In area veneta la presenza di insediamenti monastici benedettini fu capillare, eccezion fatta per la zona dolomitica. Ragion per cui ampie fette del paesaggio veneto risultano segnate dagli interventi dei monasteri benedettini e queste istituzioni ecclesiastiche, amministrando per secoli le proprie terre, finirono con il disegnare vaste aree del paesaggio veneto.

I luoghi legati ad Abbazie e Monasteri che si contraddistinsero per il loro operato in zone paesaggisticamente ben definite e che si prenderanno in considerazione sono:

– Abbazia di Praglia (paesaggio collinare e pre-collinare);

– Abbazia di S. Giustina di Padova (un monastero urbano proiettato nella fertile pianura padovana);

– Monastero di S. Pietro in Maone (nel Rodigino, in un contesto di bonifica);

– Abbazia di S. Bona di Vidor (paesaggio collinare nell’area idricamente sui generis del Quartier del Piave);

– Abbazia di S. Felice di Vicenza;

– Monastero di S. Giorgio Maggiore di Venezia (paesaggio lagunare e peri-lagunare);

– Abbazia di S. Zeno di Verona (abbazia urbana, coinvolta nella gestione di un paesaggio assai vario e di intensa bonifica).

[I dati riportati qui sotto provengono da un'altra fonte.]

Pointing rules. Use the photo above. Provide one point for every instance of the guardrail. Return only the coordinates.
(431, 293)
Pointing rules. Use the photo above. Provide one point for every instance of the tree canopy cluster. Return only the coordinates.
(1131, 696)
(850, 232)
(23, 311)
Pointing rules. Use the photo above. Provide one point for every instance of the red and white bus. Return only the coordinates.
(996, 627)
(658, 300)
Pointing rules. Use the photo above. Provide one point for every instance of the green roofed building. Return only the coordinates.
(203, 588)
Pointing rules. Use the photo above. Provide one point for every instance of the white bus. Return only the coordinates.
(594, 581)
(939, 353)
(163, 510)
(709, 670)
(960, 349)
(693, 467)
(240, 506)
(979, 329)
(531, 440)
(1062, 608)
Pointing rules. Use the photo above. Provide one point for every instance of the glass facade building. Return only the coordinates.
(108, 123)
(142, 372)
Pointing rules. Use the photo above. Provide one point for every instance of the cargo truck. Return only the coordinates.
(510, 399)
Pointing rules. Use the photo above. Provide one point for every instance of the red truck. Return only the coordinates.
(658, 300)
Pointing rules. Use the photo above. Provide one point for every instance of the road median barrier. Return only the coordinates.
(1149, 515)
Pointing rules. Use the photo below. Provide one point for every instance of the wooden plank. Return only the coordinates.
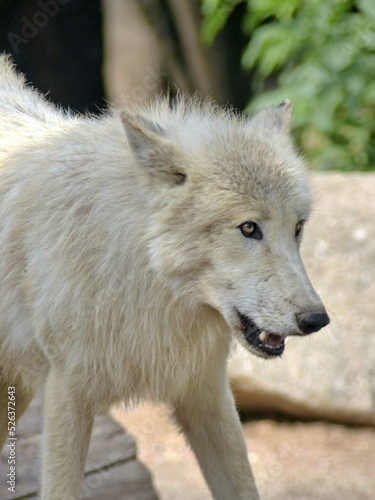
(112, 471)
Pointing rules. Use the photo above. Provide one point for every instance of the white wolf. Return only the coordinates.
(133, 248)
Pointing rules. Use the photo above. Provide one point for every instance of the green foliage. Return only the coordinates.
(320, 54)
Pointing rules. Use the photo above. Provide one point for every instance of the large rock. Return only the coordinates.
(330, 374)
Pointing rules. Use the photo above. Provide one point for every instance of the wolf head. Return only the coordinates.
(228, 199)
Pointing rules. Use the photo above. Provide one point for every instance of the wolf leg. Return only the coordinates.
(210, 422)
(68, 425)
(14, 399)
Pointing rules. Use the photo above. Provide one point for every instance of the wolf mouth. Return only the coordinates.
(271, 344)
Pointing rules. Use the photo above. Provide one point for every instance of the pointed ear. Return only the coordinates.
(152, 148)
(277, 119)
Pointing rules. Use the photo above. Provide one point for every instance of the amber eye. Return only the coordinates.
(251, 230)
(298, 228)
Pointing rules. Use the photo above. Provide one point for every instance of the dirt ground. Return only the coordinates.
(291, 460)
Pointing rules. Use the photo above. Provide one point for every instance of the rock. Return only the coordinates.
(330, 374)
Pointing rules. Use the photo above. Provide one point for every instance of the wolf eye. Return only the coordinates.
(298, 228)
(251, 230)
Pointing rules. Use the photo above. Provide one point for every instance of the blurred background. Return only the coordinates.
(243, 53)
(309, 418)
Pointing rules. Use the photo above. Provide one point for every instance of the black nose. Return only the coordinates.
(309, 322)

A partire da questo quadro di riferimento e in questi contesti ci si propone di:

1) osservare e interpretare in maniera diacronica le trasformazioni del territorio veneto contemporaneo nelle porzioni territoriali sopra identificate e a partire dai nessi tra sviluppo, modelli di sviluppo territoriale, trasformazioni e sostenibilità;

2) individuare e valutare criticamente le aree che presentano forme di resistenza al cambiamento o che hanno manifestato maggiore debolezza a fronte delle dinamiche insediative più recenti; la classificazione delle aree verrà fatta in base:

– a) al loro grado di trasformazione subita e prima ricognizione dei processi che hanno condotto alla modifica dei territori o piuttosto,

– b) al loro grado di resistenza al cambiamento e prima valutazione di fattori di “resilienza”;

3) leggere ed interpretare il carattere delle trasformazioni avvenute anche alla luce delle politiche urbanistiche adottate ai diversi livelli (regionale, d’area e locale), la declinazione di sostenibilità utilizzata, l’attenzione prestata a territorio e paesaggio. Nello specifico verranno analizzati strumenti cartografici diversi (cartografie storiche e non; tavole IGM; foto aeree; ortofoto ecc) e tavole di piani adottati per leggere le proposte progettuali in essi contenute e la loro ricaduta a scala territoriale: il piano e le scelte di pianificazione sono oggetto di analisi delle trasformazioni avvenute ma anche di lettura delle potenzialità di un contesto in continua trasformazione.